Before ‘Fans,’ There Were ‘Kranks,’ ‘Longhairs,’ and ‘Lions’

How do fandoms gain their names?

The exact origins of the modern term “fan” are disputed, but most look to the 1880s, where it was first used by American newspapers to describe particularly invested baseball enthusiasts. But “fan” was just one of the words the press, leagues, clubs, and baseball enthusiasts themselves were using at the time.

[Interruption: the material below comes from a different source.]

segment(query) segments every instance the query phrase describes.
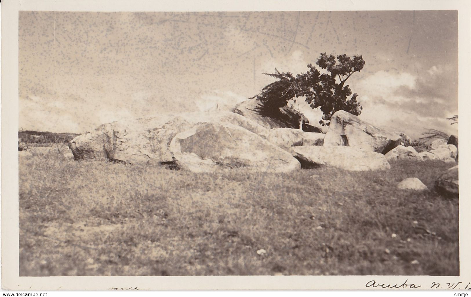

They were called “enthusiasts,” but also a whole host of other names, from “rooters” to “bugs” to “fiends” to “cranks,” sometimes spelled—as in the German word for “sick”—as “krank.”

“The Krank is a heterogeneous compound of flesh, bone, and base-ball, mostly base-ball,” begins Thomas Williams Lawson’s 1888 book The Krank: His Language and What It Means, a small, humorous glossary described by Major League Baseball’s official historian, John Thorn, as “baseball’s rarest book.” (Thorn has thankfully put a digitized version online.)

“The Krank cannot be mistaken for any other animal,” Lawson wrote. “His peculiarities are numerous.” Those peculiarities made for a noisy and notably participatory kind of fan culture: Kranks would heckle players, bang drums, and engage as much with each other as with the game. They shared insider lingo and knowledge, like how to bribe the ticket-taker to get into the more comfortable, better-positioned grandstand over the bleachers. They were known to outsiders—authorities, owners, reporters—as a group with an encompassing set of traits. Much like fans today, they were often treated as a monolith: one to be enticed because of their enthusiasms, and policed when those enthusiasms didn’t align with the desires of non-fans.

“How can we use instances of enthusiastic behavior in the past?” asks Daniel Cavicchi, an American Studies scholar who teaches at the Rhode Island School of Design. “How do we point to all of those and say, ‘This is connected to what we consider fandom today?’” Cavicchi, who began his academic career focusing on music fans, is now looking through history to find instances of fandom-like groups, from fire buffs to trainspotters to flower fanciers. “Clubs are formed, people meet regularly, they start doing the same things, and they develop their own language,” Cavicchi says. “All of the things that we associate with fandom today, from music to sports.”